Sunday, 25 March 2018

Tweed fabric Length

Weather Too Bad to Work in Cabin

  What do you do when the temperature is too low to work in your garden workshop?
Well, luckily I have an understanding hubby and room to spare in the dining room. It was actually his suggestion to bring my folding Harris floor loom into the house!
I couldn't get on with the piece on my floor loom because of the low temperature when it snowed last week but this was a great solution.
The shetland warp had been on  this loom for 18 months. Set up to weave 2 shawls, the first of which was part of a 'How many spinners to supply a weaver?' demo at Fibre East 2016. The first shawl finished and passed on to The Guild of Londraw Spinners summer last year. They had spun the yarn for the weft! I was the weaver. The remainder of the warp didn't inspire me to get on and weave the rest. BUT....
I have recently been trying to destash the woollen yarns I have had on the shelves for nearly 30 years and so rummaging around on the corner shelf I found 2 cones with the blue flecked tweedy yarn. Not enough, I thought, for a whole length of fabric but when it ran out and with warp left to weave I had other yarns that would be suitable.
The decision was made - cushion covers. I had seen a number of twill weave cushions on the shelves in 'home' stores, so they must be the 'in' thing and I had the perfect warp yarn already on the loom!

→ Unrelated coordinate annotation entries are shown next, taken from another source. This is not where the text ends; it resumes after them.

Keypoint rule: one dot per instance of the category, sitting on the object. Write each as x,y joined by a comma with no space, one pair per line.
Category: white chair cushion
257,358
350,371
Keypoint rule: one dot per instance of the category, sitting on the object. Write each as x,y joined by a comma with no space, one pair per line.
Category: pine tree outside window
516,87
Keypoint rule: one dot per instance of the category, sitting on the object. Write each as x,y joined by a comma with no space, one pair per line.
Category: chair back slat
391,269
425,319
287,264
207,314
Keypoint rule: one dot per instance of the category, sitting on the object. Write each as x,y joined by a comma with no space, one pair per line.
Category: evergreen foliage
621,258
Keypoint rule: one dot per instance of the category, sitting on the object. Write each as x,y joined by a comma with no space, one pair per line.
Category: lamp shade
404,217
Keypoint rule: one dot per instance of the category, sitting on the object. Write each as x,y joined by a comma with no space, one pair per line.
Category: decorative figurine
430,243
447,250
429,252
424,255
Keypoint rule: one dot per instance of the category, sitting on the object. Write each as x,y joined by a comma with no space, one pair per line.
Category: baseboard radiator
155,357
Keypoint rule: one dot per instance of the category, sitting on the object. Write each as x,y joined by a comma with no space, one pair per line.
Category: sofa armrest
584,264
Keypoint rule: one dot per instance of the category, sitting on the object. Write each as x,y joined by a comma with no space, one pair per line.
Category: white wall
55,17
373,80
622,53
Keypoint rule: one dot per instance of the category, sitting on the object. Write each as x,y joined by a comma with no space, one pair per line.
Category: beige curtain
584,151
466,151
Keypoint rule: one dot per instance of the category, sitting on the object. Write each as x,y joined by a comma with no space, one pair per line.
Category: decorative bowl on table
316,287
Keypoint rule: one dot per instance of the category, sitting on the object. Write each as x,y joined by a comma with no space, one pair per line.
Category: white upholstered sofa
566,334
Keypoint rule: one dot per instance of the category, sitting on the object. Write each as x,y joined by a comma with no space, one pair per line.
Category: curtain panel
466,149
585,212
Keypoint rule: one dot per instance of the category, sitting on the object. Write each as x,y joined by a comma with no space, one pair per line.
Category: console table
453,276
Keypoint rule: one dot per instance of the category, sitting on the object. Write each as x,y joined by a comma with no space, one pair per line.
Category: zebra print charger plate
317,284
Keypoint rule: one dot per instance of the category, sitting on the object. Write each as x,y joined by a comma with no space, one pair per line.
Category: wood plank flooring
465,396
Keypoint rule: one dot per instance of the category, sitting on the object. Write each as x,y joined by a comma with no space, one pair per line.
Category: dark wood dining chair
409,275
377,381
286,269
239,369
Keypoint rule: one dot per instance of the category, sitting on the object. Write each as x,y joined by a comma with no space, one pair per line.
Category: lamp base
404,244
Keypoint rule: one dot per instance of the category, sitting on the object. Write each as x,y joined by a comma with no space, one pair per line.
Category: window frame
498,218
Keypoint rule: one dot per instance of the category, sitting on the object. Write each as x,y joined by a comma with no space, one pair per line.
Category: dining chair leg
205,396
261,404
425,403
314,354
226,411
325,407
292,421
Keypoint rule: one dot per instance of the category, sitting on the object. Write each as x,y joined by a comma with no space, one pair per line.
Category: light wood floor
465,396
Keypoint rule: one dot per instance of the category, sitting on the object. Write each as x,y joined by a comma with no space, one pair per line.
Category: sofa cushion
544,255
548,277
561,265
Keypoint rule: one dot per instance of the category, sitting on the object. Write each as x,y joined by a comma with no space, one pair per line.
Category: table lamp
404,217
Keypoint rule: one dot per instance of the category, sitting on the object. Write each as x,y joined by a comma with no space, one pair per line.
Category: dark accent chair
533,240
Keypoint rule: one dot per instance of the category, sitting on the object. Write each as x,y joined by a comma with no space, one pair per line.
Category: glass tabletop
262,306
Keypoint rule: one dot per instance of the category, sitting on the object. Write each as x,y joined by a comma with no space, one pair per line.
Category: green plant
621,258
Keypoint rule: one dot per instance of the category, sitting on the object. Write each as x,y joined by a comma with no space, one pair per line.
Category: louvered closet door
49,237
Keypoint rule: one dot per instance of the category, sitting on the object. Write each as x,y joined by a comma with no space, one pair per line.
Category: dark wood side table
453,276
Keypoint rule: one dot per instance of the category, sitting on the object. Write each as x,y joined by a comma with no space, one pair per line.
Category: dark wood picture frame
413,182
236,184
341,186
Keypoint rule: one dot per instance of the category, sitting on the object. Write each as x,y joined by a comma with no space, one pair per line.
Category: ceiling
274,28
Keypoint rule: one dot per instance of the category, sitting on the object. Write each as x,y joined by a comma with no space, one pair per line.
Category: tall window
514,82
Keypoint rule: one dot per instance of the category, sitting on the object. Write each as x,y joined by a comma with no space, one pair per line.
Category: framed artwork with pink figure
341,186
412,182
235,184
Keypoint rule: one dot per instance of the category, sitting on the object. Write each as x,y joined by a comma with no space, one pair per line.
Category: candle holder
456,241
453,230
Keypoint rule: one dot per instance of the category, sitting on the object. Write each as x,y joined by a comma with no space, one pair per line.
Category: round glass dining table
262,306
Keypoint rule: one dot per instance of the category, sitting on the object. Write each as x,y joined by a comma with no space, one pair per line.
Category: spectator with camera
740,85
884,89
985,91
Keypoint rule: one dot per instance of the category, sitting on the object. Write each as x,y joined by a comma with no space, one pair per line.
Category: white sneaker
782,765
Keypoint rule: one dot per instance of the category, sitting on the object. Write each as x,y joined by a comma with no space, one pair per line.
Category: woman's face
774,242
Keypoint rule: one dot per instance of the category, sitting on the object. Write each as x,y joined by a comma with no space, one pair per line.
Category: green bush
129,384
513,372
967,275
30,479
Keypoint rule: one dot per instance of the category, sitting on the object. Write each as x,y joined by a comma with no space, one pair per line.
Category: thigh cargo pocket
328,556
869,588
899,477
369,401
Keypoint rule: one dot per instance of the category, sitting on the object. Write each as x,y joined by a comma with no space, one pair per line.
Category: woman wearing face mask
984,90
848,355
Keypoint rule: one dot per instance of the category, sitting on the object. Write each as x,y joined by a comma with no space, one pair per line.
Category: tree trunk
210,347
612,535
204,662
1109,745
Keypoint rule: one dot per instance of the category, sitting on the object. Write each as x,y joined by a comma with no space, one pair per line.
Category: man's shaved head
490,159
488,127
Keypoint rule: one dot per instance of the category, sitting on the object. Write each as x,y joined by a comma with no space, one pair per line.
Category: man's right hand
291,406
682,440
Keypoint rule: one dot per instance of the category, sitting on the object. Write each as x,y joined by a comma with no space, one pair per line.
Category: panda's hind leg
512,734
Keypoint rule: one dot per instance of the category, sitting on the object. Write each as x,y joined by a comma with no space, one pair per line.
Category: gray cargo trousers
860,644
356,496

 Here you can see both warp and weft yarn

The finished length of fabric 4 yards, 24 inches wide, weighing 900g. there was 12" of waste warp at beginning and end which weighed 32g.
At the moment I am unable to find my record of the tweed yarn weight! As this is not to be repeated I guess it doesn't matter too much?
A case of 'do as I say not as I do'.
I will post the info when I find it - says I feeling guilty!

    The 2/2 twill repeat, 12 picks to the right, 4 picks left, 8 picks right, 4 picks left. Thankfully not as mesmerising as I thought it might be!